Many people would cringe when I say this, but I don’t like New York City. Not that I hate the mad rush, nor do I hate cities, it’s just that the overall vibe doesn’t appeal to my senses.
The sidewalks were littered with trash, and the subways were just downright dirty. Most New Yorkers were not friendly, which was alright, but sometimes they’re already bordering on rude. Maybe it’s because I just don’t live here that I can’t fathom its charm, but then I can’t even bring myself to think that I would like to move here someday. Theirs is a way of living very far from what I adore.
In spite of all this, Manhattan is home to a number of attractions — the skyline with its impressive skyscrapers, the green refuge that is Central Park and several museums housing world-famous artworks. But as this visit is for second chances, I wanted to go beyond Midtown and see what else Manhattan offers.
Here is the center of political and administrative power of New York City. The City Hall, the Courthouse, and One Police Plaza are all concentrated in this place. The buildings all exude their power, not in height, but in the beauty of their facades. A park is situated around City Hall, allowing you to rest as while you take in the colonial architecture present around you.

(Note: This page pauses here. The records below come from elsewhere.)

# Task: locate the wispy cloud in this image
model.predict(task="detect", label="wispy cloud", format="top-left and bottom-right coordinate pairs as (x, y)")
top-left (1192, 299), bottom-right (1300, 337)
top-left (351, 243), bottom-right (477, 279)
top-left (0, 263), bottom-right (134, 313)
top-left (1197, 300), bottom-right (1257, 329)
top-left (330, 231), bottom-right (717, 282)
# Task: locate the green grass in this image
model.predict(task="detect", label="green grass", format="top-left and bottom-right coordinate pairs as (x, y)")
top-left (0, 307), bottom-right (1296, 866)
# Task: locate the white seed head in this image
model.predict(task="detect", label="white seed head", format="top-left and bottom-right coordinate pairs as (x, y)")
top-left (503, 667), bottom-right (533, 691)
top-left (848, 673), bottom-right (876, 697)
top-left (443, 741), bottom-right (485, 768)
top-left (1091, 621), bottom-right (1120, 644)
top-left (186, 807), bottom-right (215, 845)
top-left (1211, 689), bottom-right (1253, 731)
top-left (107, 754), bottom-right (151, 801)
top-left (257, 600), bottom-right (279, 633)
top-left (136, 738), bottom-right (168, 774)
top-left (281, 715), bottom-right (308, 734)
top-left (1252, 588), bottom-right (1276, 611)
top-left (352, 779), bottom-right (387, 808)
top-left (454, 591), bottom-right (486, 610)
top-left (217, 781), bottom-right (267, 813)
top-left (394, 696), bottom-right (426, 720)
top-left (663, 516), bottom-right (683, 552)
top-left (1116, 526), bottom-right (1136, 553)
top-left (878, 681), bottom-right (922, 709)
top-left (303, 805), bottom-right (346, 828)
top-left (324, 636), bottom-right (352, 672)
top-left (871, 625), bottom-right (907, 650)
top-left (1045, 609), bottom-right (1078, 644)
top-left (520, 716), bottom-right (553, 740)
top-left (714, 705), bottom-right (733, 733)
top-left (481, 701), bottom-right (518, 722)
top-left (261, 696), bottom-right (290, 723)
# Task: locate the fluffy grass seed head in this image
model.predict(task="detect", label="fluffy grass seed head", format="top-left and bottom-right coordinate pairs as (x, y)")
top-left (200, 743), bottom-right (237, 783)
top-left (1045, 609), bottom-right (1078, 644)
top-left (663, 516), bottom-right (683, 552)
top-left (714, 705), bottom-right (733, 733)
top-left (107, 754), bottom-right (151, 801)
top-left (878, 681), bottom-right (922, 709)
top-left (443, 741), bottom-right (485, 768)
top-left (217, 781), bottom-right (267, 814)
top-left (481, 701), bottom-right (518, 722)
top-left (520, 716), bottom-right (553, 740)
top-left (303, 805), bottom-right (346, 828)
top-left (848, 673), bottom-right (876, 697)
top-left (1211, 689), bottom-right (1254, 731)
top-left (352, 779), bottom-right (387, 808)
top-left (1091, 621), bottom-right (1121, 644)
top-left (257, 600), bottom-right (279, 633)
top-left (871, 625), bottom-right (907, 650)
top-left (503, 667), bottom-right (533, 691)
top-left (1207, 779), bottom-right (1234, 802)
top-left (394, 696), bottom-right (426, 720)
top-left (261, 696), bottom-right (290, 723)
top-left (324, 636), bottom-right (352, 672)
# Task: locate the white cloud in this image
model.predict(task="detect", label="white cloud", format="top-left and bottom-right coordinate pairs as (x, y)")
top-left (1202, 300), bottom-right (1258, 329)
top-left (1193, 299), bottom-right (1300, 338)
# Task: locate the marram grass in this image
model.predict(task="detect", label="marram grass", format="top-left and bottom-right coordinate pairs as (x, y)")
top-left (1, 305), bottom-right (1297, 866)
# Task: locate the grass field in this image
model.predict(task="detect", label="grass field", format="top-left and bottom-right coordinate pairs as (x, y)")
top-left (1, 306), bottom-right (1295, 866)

Music blared from a radio of a street performer, dancing with a group just to earn money. Stalls set up shop all around the area, waiting for parched pedestrians coming from the Brooklyn Bridge. Squirrels run around the park, oblivious to the hurried walk of people around them.
Like in most places in Manhattan, people are in a rush to their next destination. Yellow cabs plied through the streets as pedestrians crossed the intersection with eagerness. Just as we stood waiting for the stop sign to turn green, we watched how everyone went on with their lives — a mother pushing her baby’s stroller, a homeless man begging for alms, tourists looking lost and businessmen clutching onto their briefcases.
Navigating the streets of Manhattan was easy, thanks to the almost grid system in place. In just a few minutes, we arrived at One World Trade Center. This very modern building almost completely covered by glass marked that we were close to our destination: the 9/11 Memorial.
Five years ago, this area was a complete chaos. I’m not even sure if they already had an idea what to do with it back then, but thankfully, they came up with a bright solution. No structure was erected on the site where the Twin Towers stood, but a memorial is put on its place. Water flowed on all four sides of the foundation, deep within the recesses of the land, seemingly bringing life to the place where many had lost theirs. On the ground level, names of those whose lives were cut short were inscribed on stone — a memory that would hopefully last more than a lifetime.
No heart won’t be touched upon hearing the wail of relatives and friends who lost their loved ones. Flowers and papers cranes were put above their names, a symbol to let them know that they are remembered. It’s eerie to find yourself thinking how two towers used to be here, but only two deep square excavations remain at present. What was mind-blowing of all was the idea of how many lives were changed after that tragic act.
Unlike Hiroshima, however, the space didn’t have that solemn feeling. While you can walk around thinking about how many died in 9/11, your thought would be disrupted by tourists posing for a photo, or by the noise that groups create. A museum is open to the public, but with a hefty entrance of more than USD 20, it was beyond my budget.